Avec ‘Les passagers de la nuit’, Mikhaël Hers signe un très joli petit film, peut-être un brin trop long. Ce film joue sur notre nostalgie, notre émotion. Très bien interprété, on passe un moment agréable devant le visionnage de ce film.
Abandonnée par son mari, Elisabeth se retrouve seule, responsable de la garde quotidienne de ses deux enfants. Elle décroche un emploi dans une émission de radio nocturne, où elle rencontre Talulah, un jeune qu'elle décide de prendre sous son aile.

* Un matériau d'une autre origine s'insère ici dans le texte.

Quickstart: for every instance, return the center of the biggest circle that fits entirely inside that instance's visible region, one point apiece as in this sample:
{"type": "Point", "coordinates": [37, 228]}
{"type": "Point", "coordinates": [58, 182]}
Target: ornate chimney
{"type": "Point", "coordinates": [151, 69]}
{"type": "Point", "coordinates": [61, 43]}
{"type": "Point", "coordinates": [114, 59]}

Bien que les films soient différents, le film n’est pas sans rappeler le film de Delmer Daves lui aussi intitulé ‘Les passagers de la nuit’. Bien que le film de Daves fût un film noir, il s’agissait bien de deux personnages (Bacall et Bogart) qui devaient vivre et survivre la nuit. Dans le film de Hers, il s’agit bien de suivre un quatuor vivant tel des animaux de nuits, en décalage avec les autres. Il y a déjà ceux qui travaillent la nuit (Elisabeth, et plus globalement le monde de la radio et son émission tardive) et qui dorment le jour. Il y a aussi les squatteurs, le monde alternatif que croisent la nuit Tallulah et Matthias. Et puis, il y a les jeunes dont les journées au lycée ne sont pas heureuses mais qui se révèlent et vivent la nuit : lors d’une soirée, ou en sortant bouleversés par un film vu au cinéma. A une étape décisive de leur vie, les quatres personnages vont devoir s’accoucher et la nuit va les aider.
Mikhaël Hers signe une sorte de caléidoscope d’une époque. S’ouvrant en 1981 après la première victoire de Mitterrand et se clôturant en 1988 après la mort de l’actrice Pascale Ogier. Hers montre une époque apparemment insouciante, dans un petit nuage comme semblent le montrer les images d’archive montrant la liesse des électeurs à la suite de la victoire de Mitterrand. Mais derrière cette insouciance, certains évènements tragiques viennent craquer la bulle, comme le symbolise la place que Hers accorde à Pascale Ogier, morte brutalement à 25 ans en pleine ascension.
Le metteur en scène filme assez bien le quartier de Beaugrenelle que l’on voit rarement au cinéma : ses tours, ses vitres. Ces tours gigantesques, ces appartements modernes et impersonnels, cette zone vide permet de situer l’errance initiale d’Elisabeth. Les vitres jouent d’ailleurs un rôle essentiel. Il y a celles du studio d’enregistrement, celles de l’appartement, celles du métro. Outre l’intérêt scénaristique, les vitres donnent de très jolis reflets. Mikhaël Hers signent une mise en scène très élégante, très bleue, mêlant habilement images d’archives.
La limite du film, est que, pour parodier le titre d’un nanard réalisé par Jean Yanne, ‘Tout le monde il est beau, tout le monde il est charmant’. Peu d’âpreté dans ce film, peu de crises et au fond peu de vraies difficultés. Il y a bien quelques disputes, des engueulades mais elles ne durent jamais. En fait, les difficultés ici sont sentimentales. C’est le dada de Mikhaël Hers. ‘Ce sentiment de l’été’ tournait autour du deuil. Tout comme ‘Amanda’, qui parlait également de paternité. Cet intérêt pour les sentiments n’est pas sans rappeler le cinéma d’Éric Rohmer. Pas un hasard si les jeunes vont découvrir ‘Les Nuits de la pleine lune’ avec Pascale Ogier.
Charlotte Gainsbourg trouve ici un très beau rôle, à la hauteur de sa sensibilité. Elle passe par toute la gamme des émotions. Elle est frêle, forte, drôle, en larmes. Quand on l’entend en voix-off, c’est un pur bonheur.